WASHINGTON, Oct. 13 (UPI) -- Al-Qaida's finances are depleted to the point its influence has begun to decline, a U.S. Treasury official said.
"We assess that al-Qaida is in its weakest financial condition in several years, and that, as a result, its influence is waning," Assistant Treasury Secretary David Cohen, whose department works on strategies to disrupt terrorist financing, told a money laundering enforcement conference in Washington.
Cohen said in the first six months of this year, al-Qaida leaders made four public appeals for money, including one in June when a leader announced a lack of funding was hurting its recruitment and training, a Treasury Department news release said.
"Al-Qaida's current financial predicament represents one good measure of the success of these coordinated strategies," he said, adding the Treasury Department is deeply involved in the effort to deny financial support to other groups including the Taliban and the Haqqani network, which are active in the Afghanistan-Pakistan region.

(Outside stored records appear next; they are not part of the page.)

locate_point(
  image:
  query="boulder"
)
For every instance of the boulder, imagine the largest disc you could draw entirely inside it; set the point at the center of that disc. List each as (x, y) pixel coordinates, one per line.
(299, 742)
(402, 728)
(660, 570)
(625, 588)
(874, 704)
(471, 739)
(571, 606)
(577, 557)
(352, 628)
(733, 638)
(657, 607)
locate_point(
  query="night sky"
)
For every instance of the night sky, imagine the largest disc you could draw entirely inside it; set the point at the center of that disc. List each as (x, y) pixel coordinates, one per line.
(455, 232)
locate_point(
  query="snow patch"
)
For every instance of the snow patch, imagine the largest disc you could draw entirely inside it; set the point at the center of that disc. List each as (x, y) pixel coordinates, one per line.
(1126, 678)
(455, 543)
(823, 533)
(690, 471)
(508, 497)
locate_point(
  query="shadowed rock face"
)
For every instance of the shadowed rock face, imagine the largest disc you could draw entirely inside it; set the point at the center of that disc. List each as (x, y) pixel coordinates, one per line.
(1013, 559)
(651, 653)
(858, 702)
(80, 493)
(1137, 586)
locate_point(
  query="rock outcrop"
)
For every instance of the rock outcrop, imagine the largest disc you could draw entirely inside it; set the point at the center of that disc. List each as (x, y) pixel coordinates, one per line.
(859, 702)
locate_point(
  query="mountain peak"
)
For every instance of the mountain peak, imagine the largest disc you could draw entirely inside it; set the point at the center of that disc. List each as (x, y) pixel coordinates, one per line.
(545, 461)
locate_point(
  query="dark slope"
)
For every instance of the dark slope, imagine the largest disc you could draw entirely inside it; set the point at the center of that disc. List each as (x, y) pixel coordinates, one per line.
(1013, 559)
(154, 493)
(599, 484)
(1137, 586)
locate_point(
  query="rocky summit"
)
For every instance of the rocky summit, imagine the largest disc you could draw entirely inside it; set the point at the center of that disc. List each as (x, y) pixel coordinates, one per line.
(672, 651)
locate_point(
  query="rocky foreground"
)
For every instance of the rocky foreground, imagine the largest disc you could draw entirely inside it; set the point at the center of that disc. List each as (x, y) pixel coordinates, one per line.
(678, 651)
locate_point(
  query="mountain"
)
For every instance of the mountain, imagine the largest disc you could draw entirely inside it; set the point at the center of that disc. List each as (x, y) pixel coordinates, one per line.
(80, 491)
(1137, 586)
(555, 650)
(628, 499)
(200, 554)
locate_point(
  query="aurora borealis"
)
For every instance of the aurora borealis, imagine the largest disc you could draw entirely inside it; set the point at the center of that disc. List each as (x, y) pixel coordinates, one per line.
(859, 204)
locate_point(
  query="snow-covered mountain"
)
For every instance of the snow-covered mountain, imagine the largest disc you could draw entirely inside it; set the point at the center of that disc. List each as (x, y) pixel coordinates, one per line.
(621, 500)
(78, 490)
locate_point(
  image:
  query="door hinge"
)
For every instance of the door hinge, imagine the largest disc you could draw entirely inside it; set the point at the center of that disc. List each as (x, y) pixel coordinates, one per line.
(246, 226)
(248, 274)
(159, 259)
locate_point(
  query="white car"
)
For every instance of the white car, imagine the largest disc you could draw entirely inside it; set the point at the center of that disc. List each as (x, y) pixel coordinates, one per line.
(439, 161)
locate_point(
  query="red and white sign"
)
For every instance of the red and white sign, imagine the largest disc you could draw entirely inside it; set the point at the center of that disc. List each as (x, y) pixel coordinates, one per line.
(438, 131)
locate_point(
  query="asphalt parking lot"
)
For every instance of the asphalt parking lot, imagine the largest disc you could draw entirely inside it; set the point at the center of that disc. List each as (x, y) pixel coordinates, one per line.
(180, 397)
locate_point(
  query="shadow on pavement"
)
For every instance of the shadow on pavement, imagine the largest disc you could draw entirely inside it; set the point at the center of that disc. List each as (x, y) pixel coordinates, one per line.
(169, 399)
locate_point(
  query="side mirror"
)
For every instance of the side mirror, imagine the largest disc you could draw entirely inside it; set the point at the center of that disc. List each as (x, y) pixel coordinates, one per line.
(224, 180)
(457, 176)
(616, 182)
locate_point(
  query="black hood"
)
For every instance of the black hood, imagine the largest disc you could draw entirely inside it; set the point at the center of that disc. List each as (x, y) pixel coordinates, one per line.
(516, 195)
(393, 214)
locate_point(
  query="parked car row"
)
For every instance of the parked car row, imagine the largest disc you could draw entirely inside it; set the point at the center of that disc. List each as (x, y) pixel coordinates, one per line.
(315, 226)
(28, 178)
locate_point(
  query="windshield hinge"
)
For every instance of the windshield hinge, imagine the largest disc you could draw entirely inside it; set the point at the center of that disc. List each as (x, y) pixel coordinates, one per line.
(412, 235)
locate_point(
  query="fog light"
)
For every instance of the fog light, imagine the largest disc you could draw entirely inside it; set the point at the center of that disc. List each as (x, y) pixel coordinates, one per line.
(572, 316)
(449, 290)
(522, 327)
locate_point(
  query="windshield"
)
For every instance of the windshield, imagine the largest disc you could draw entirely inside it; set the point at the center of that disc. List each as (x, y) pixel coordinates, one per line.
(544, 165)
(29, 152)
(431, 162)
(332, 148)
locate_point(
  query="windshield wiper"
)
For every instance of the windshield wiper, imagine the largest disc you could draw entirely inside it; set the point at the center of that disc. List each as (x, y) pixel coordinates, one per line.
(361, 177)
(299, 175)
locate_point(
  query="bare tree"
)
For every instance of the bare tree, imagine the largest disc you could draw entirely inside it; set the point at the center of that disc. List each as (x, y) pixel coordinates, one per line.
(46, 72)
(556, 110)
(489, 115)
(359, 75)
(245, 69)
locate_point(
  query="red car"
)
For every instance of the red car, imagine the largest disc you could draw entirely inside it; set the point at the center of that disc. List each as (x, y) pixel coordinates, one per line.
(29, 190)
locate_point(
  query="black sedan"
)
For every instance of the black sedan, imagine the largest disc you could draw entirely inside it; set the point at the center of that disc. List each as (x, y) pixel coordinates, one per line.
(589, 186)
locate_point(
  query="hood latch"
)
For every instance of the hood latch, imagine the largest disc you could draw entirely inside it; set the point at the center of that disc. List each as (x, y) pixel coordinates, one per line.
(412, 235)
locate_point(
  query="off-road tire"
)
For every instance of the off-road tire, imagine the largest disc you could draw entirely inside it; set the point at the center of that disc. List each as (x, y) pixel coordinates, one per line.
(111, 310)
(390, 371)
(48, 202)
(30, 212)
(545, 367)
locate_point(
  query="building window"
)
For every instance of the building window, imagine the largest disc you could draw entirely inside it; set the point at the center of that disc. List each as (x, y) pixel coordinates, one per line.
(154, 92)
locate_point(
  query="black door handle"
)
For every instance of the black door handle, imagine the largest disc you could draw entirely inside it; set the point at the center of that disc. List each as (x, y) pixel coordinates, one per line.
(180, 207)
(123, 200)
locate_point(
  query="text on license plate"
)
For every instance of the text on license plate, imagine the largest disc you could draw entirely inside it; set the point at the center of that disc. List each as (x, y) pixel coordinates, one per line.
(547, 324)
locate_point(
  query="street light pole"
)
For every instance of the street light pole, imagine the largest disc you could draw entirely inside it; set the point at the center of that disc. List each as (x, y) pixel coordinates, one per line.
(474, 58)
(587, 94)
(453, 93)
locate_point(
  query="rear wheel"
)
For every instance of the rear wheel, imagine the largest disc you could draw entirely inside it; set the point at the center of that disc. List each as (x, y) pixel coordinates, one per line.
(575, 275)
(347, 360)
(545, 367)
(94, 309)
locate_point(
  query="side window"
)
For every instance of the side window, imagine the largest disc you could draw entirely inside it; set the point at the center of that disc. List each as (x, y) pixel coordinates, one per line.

Cohen, however, warned "there continues to exist a pool of donors who are ready, willing and able to contribute to al-Qaida" and to disrupt those sources would require cooperation from other countries.
He said groups like the Taliban are in much stronger financial shape, partly because of their reliance on drug trafficking and other criminal activities.
But Cohen said as these groups turn more to conventional criminal activity, they become "increasingly vulnerable to detection" by authorities.